Julia Rothman is an acclaimed illustrator and author of seventeen books for adults and children. Best known for her bestselling Anatomy series, she uses her signature hand-drawn style to explore and celebrate the wonders of the world. For five years, she co-authored Scratch, an illustrated column in The New York Times highlighting small businesses. Her work has also appeared in The New Yorker, The Wall Street Journal, The Atlantic, and numerous other publications. Currently, her illustrations are featured in Pets and the City at the New-York Historical Society. In addition to books, her artwork can be found on wallpaper, bedding, apparel, puzzles, tableware, and other home goods. She also runs workshops out of her studio, hosting community events like figure drawing sessions and speed portrait nights.

Conversation

On learning how to have a good time

Illustrator and author Julia Rothman discusses the fear of her industry ending, believing in your ideas, and creating lively community spaces

April 25, 2025 -

As told to Jun Chou, 2605 words.

Tags: Illustration, Business, Process, Inspiration, Creative anxiety.

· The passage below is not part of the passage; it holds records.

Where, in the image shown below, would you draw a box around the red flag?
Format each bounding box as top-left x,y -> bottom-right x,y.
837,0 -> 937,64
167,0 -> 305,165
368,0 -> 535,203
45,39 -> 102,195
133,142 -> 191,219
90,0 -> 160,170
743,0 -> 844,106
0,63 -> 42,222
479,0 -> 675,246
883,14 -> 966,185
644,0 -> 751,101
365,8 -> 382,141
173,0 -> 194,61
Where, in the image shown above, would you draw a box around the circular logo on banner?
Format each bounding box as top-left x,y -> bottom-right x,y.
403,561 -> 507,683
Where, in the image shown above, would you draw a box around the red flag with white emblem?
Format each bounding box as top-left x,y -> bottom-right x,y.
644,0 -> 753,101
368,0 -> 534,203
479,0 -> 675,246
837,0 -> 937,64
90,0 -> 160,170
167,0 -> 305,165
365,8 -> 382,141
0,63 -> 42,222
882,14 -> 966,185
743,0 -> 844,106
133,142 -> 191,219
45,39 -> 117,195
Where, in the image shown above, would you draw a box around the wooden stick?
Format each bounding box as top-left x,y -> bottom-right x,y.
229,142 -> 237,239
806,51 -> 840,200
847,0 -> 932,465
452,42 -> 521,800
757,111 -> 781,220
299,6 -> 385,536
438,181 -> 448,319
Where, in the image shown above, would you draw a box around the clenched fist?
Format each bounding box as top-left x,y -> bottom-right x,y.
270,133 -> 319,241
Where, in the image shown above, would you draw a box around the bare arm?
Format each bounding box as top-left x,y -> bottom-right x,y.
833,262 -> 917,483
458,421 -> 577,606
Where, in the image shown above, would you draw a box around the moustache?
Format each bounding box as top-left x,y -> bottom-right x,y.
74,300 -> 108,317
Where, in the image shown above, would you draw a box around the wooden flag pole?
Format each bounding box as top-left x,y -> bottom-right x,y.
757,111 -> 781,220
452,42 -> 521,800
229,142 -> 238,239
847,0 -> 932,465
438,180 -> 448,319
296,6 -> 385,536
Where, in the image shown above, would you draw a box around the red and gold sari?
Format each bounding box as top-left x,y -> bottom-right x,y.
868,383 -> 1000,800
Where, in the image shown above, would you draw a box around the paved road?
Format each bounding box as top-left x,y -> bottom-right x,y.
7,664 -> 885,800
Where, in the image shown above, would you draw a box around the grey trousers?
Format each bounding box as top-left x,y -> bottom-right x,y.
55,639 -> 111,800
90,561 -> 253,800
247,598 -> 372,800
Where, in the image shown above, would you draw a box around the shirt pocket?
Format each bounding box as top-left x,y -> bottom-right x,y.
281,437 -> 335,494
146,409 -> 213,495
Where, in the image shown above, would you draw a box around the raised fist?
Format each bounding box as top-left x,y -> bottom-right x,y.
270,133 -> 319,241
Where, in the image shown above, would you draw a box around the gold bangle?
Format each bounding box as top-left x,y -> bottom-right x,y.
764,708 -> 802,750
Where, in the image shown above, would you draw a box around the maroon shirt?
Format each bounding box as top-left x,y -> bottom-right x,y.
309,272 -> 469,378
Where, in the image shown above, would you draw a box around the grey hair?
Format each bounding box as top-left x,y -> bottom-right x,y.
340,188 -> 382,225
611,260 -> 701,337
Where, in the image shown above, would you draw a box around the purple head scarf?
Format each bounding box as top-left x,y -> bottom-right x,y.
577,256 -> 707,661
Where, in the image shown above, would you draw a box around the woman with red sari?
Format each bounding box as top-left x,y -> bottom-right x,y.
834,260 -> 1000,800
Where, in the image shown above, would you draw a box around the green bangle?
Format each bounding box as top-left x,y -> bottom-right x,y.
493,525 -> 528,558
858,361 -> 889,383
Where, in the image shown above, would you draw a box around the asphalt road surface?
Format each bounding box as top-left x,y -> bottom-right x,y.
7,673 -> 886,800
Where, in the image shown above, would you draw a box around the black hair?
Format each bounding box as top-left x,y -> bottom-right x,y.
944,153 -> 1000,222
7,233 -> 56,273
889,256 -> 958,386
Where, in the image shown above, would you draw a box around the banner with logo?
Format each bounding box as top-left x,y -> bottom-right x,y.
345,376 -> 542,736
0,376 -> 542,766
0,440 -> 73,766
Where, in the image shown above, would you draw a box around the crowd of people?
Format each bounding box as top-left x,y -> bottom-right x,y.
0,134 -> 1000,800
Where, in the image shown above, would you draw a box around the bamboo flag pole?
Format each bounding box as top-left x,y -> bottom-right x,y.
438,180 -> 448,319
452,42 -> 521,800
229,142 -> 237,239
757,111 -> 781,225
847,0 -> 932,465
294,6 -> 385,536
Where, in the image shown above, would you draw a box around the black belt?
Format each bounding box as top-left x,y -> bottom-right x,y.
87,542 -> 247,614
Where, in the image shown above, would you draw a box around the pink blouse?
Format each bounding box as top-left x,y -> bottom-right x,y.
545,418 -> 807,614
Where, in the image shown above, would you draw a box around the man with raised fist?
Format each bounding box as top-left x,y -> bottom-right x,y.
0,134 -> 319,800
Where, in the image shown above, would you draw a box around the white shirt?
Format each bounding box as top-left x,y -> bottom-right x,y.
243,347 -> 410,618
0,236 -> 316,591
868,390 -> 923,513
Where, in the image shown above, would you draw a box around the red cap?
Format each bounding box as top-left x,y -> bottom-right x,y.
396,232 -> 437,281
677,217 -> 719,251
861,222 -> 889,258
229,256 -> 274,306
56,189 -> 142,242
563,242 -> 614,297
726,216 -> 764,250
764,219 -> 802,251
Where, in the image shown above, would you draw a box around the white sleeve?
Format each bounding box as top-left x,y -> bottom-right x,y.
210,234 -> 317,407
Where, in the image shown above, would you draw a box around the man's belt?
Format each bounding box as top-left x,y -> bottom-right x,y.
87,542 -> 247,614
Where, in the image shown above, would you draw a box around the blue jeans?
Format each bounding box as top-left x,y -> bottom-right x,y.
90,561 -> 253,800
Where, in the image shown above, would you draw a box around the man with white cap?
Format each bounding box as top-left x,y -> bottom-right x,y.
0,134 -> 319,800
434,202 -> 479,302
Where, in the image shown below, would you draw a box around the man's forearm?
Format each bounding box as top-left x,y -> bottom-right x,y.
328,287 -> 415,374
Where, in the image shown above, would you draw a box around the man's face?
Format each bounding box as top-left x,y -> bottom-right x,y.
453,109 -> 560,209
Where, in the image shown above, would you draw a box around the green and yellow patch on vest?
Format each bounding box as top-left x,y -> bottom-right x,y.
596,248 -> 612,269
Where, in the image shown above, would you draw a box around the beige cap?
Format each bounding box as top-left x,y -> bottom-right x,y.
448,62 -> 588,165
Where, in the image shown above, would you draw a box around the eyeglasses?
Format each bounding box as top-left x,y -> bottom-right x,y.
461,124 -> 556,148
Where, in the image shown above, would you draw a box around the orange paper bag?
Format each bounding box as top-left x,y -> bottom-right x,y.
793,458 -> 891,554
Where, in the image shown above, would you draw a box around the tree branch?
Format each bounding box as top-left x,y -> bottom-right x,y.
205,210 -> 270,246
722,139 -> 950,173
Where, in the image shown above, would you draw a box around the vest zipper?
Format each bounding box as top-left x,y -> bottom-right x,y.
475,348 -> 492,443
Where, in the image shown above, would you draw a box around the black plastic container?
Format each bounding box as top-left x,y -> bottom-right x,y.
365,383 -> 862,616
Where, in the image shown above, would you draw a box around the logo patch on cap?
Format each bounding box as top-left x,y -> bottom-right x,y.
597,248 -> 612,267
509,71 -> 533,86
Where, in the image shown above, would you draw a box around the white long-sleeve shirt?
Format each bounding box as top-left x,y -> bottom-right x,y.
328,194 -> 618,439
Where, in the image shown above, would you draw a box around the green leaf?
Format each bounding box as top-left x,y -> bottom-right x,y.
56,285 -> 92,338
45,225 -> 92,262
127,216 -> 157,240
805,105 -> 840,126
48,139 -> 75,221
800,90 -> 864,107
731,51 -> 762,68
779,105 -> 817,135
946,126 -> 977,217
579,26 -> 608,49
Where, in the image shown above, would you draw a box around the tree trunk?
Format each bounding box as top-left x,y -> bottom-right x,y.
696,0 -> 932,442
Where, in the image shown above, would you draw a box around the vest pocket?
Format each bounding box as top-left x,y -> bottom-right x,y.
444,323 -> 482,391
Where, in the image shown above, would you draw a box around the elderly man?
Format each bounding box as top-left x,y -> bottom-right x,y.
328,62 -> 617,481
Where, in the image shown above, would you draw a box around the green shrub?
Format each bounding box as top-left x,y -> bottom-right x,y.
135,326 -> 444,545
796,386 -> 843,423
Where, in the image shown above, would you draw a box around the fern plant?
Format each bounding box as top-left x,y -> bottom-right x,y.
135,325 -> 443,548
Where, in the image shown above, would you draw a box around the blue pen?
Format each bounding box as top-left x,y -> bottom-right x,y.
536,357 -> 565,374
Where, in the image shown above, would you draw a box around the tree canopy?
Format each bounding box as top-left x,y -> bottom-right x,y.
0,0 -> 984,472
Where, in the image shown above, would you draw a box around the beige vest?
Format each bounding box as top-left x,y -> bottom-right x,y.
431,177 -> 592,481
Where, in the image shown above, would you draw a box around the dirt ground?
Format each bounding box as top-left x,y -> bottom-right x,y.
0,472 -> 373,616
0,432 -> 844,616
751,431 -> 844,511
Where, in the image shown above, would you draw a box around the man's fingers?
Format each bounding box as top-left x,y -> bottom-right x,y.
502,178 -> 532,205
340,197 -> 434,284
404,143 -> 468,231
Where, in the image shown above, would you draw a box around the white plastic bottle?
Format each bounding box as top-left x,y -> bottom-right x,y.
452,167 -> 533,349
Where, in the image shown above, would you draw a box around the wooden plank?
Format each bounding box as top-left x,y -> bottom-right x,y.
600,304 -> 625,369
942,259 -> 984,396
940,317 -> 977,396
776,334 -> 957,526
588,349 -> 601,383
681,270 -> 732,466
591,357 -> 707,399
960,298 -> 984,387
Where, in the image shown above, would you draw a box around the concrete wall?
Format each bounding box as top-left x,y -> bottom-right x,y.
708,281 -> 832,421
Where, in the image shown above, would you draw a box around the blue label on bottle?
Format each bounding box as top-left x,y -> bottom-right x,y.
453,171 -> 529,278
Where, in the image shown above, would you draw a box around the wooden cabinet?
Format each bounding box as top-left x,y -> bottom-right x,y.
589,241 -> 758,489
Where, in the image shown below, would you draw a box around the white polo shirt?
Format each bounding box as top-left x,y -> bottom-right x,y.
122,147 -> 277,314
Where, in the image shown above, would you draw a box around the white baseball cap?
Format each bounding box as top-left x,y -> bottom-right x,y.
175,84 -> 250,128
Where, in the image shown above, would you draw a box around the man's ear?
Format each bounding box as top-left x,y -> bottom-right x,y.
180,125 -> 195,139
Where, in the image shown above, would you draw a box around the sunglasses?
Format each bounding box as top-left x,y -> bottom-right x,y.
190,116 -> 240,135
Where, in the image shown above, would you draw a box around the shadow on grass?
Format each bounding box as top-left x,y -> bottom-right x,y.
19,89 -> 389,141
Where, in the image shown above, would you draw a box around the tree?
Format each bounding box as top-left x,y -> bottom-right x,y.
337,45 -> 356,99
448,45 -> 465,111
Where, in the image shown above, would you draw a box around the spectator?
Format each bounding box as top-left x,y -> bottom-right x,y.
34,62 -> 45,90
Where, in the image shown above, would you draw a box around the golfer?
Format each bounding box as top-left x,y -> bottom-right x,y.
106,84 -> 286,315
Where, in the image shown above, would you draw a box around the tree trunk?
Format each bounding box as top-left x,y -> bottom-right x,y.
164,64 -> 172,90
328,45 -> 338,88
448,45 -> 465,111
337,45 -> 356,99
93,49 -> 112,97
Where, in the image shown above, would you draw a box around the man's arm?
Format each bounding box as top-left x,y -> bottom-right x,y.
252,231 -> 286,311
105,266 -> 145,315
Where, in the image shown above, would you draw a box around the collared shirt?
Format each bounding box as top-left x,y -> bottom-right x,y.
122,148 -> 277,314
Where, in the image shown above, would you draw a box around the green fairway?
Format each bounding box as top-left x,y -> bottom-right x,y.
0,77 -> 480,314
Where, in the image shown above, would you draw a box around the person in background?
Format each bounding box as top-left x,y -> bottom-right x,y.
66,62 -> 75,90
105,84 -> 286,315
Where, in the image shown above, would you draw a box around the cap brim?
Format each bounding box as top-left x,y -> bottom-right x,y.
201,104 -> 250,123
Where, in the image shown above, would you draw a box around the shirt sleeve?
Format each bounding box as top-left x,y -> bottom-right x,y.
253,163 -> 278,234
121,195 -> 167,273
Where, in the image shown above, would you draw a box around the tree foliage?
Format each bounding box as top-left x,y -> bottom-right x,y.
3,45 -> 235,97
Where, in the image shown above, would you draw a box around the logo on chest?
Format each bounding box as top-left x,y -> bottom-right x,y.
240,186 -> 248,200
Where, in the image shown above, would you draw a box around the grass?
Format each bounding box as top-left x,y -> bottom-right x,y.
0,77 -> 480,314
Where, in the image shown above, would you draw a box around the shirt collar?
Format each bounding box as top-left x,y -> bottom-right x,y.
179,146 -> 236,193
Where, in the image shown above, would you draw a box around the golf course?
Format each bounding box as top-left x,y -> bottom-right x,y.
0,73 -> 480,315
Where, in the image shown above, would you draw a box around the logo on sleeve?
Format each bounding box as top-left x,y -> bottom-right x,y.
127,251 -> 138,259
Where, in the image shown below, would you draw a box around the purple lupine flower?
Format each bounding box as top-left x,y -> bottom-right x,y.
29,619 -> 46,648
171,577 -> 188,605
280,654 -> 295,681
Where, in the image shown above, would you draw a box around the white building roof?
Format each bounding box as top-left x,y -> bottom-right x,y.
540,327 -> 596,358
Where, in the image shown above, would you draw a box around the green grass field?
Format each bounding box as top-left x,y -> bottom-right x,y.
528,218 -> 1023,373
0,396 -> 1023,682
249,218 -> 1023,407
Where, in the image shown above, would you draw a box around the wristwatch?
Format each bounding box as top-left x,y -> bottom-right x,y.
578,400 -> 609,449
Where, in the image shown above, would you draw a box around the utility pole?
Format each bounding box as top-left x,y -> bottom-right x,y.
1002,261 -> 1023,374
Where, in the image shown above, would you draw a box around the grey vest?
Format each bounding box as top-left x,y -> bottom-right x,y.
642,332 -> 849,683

For your less / more lists, one of the ones that always comes up is community. It seems like you’ve been doing a lot of work with The Figure Assembly, your studio with James Gallagher. Can you tell me a little bit about how that came to be?

Being an illustrator is a super lonesome thing. I’m a super social, extroverted person, so you have to find ways to see people and make your own community. I have always had this vision of a storefront that would be my studio, a gallery space, a place where I had events and gatherings and all these things. It’s been this dream for a very long time. Then, with the political climate, I was like, “Can I do it sooner somehow?” I found a 600-square-foot space and worked there and also led as many community events as I can handle during the month. So, I’ve been leading figure drawing with James Gallagher for close to two years.

Last night, we had people collage exquisite corpses. We’re going to do a speed portrait night twice a month now because it’s been so popular. We’re doing figure drawing. We’re doing a nature workshop, where somebody’s going to talk about seed libraries and artists are going to react and make art about climate. Just trying to do really fun things that people come to. I tried to do a collaborative drawing night, and nobody signed up for it. That was the only thing that didn’t sell out.

Was the vision to have a big sheet of paper and everybody collaborate on a drawing, or would it be more like an exquisite corpse?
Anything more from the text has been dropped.